Der Name lehnt sich an Science-Fiction an, kurz Sci-Fi. Das passt: Auch der Science-Fiction gelten Naturkatastrophen und Massenemigration seit jeher als perfekte Stoffe. Klassische Sci-Fi spielt aber oft in einer dystopischen Zukunft, in der die Gründe für den Niedergang der Menschheit klar benannt oder beschrieben sind, sei es der Ausbruch eines Weltkrieges oder einer Seuche. Hier zeigt sich eine der Schwierigkeiten für das Klima-Erzählen: Für die Krise sind viele Menschen über einen langen Zeitraum verantwortlich. Und retten kann uns kaum ein Mensch allein, sondern nur das Kollektiv.

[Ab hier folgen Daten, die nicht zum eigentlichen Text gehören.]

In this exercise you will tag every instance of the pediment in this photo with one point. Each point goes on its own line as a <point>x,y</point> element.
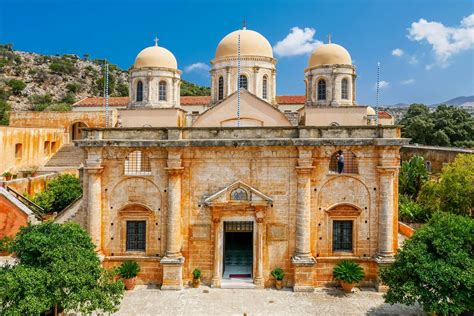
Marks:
<point>238,193</point>
<point>253,112</point>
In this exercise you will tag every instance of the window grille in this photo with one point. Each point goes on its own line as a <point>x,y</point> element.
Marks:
<point>221,88</point>
<point>243,82</point>
<point>139,91</point>
<point>342,236</point>
<point>350,162</point>
<point>322,89</point>
<point>136,236</point>
<point>344,89</point>
<point>137,163</point>
<point>265,88</point>
<point>162,91</point>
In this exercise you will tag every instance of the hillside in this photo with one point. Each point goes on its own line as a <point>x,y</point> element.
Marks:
<point>30,81</point>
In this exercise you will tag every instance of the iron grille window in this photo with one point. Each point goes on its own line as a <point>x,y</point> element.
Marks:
<point>342,236</point>
<point>322,89</point>
<point>344,89</point>
<point>137,163</point>
<point>136,236</point>
<point>243,82</point>
<point>162,91</point>
<point>139,91</point>
<point>221,88</point>
<point>265,88</point>
<point>350,162</point>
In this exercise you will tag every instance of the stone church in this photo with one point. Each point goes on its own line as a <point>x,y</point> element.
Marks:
<point>241,186</point>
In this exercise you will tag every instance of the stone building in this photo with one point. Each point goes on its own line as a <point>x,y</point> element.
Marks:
<point>241,187</point>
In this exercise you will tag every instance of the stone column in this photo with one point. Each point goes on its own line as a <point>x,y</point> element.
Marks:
<point>173,261</point>
<point>386,213</point>
<point>217,271</point>
<point>303,260</point>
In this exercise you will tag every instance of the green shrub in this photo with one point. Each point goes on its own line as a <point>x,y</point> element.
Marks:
<point>348,271</point>
<point>435,267</point>
<point>16,85</point>
<point>196,273</point>
<point>278,274</point>
<point>129,269</point>
<point>59,193</point>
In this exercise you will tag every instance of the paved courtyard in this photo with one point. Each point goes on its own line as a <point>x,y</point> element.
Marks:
<point>207,301</point>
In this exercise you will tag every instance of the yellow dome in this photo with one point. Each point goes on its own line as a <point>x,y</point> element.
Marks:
<point>155,56</point>
<point>251,44</point>
<point>329,54</point>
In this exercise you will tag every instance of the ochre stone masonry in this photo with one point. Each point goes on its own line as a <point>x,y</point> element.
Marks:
<point>292,199</point>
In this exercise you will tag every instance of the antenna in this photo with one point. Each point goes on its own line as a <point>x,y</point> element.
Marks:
<point>106,94</point>
<point>377,98</point>
<point>238,80</point>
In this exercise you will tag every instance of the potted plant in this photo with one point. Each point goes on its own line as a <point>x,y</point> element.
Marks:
<point>8,175</point>
<point>128,270</point>
<point>196,277</point>
<point>278,274</point>
<point>348,273</point>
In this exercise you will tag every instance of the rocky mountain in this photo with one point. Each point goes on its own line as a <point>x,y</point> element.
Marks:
<point>30,81</point>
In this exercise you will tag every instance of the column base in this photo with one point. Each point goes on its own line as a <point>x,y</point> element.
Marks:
<point>172,273</point>
<point>303,273</point>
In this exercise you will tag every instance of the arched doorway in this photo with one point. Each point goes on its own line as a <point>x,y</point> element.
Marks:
<point>76,130</point>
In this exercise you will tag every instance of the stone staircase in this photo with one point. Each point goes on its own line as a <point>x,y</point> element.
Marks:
<point>67,157</point>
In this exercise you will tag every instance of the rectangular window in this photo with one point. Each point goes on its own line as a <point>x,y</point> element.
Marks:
<point>18,151</point>
<point>342,236</point>
<point>136,236</point>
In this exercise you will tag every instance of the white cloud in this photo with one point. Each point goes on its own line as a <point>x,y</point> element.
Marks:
<point>197,67</point>
<point>297,42</point>
<point>445,41</point>
<point>382,85</point>
<point>398,52</point>
<point>408,81</point>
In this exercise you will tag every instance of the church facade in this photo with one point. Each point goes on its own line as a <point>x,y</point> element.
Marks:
<point>243,187</point>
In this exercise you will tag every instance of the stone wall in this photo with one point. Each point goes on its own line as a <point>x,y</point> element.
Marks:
<point>24,148</point>
<point>435,157</point>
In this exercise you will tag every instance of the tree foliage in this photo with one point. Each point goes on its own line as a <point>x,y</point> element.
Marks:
<point>435,267</point>
<point>413,174</point>
<point>446,126</point>
<point>59,193</point>
<point>57,267</point>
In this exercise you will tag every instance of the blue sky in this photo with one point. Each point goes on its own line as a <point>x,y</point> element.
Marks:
<point>426,48</point>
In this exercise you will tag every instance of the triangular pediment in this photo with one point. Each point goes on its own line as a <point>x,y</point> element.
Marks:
<point>238,192</point>
<point>253,111</point>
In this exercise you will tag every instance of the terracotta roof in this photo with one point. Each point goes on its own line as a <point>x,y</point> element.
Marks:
<point>99,101</point>
<point>384,114</point>
<point>291,99</point>
<point>200,100</point>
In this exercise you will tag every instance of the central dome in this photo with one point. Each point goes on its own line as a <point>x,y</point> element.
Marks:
<point>329,54</point>
<point>155,57</point>
<point>251,44</point>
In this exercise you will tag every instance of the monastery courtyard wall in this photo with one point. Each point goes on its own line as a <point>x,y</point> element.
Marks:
<point>184,191</point>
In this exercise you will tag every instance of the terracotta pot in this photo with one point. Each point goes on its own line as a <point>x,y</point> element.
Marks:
<point>279,284</point>
<point>130,283</point>
<point>347,287</point>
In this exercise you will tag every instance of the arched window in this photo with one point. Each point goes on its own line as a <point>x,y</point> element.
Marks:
<point>265,87</point>
<point>322,89</point>
<point>137,163</point>
<point>162,91</point>
<point>220,93</point>
<point>243,82</point>
<point>139,91</point>
<point>343,161</point>
<point>344,89</point>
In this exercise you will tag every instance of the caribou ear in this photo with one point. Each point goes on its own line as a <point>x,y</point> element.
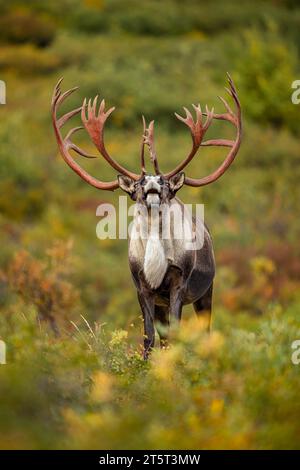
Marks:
<point>176,181</point>
<point>126,183</point>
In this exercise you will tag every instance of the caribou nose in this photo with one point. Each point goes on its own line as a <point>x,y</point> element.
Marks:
<point>152,187</point>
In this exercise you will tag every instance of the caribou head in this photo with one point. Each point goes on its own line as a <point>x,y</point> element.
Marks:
<point>167,275</point>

„Es ist sehr schwer, sich eine Zukunft vorzustellen, in der nicht alle Romane auf die eine oder andere Art Klimaromane sind“
Themen wie Umwelt oder Klima werden natürlich schon lange literarisch verarbeitet. In „Heat“ ließ Arthur Herzog einen Wissenschaftler 1977 vor der kritischen Kohlendioxidkonzentration in der Atmosphäre warnen, Jahrzehnte später machten T.C. Boyle („Ein Freund der Erde“, 2000) oder die große Margaret Atwood („Oryx and Crake“, 2003) ihre Leserschaft mit der Klimakrise bekannt; nur dass damals noch niemand von Climate-Fiction sprach. Gebraucht wird der Ausdruck seit den frühen 2010er-Jahren. Neu an heutiger Cli-Fi ist aber auch, dass sie die Klimakrise nicht mehr als hypothetische Apokalypse oder ferne Zukunft beschreibt (wie der gerade für den Deutschen Buchpreis nominierte Roman „Auf See“ von Theresia Enzensberger), sondern die Konsequenzen der Klimakrise real und aktuell macht.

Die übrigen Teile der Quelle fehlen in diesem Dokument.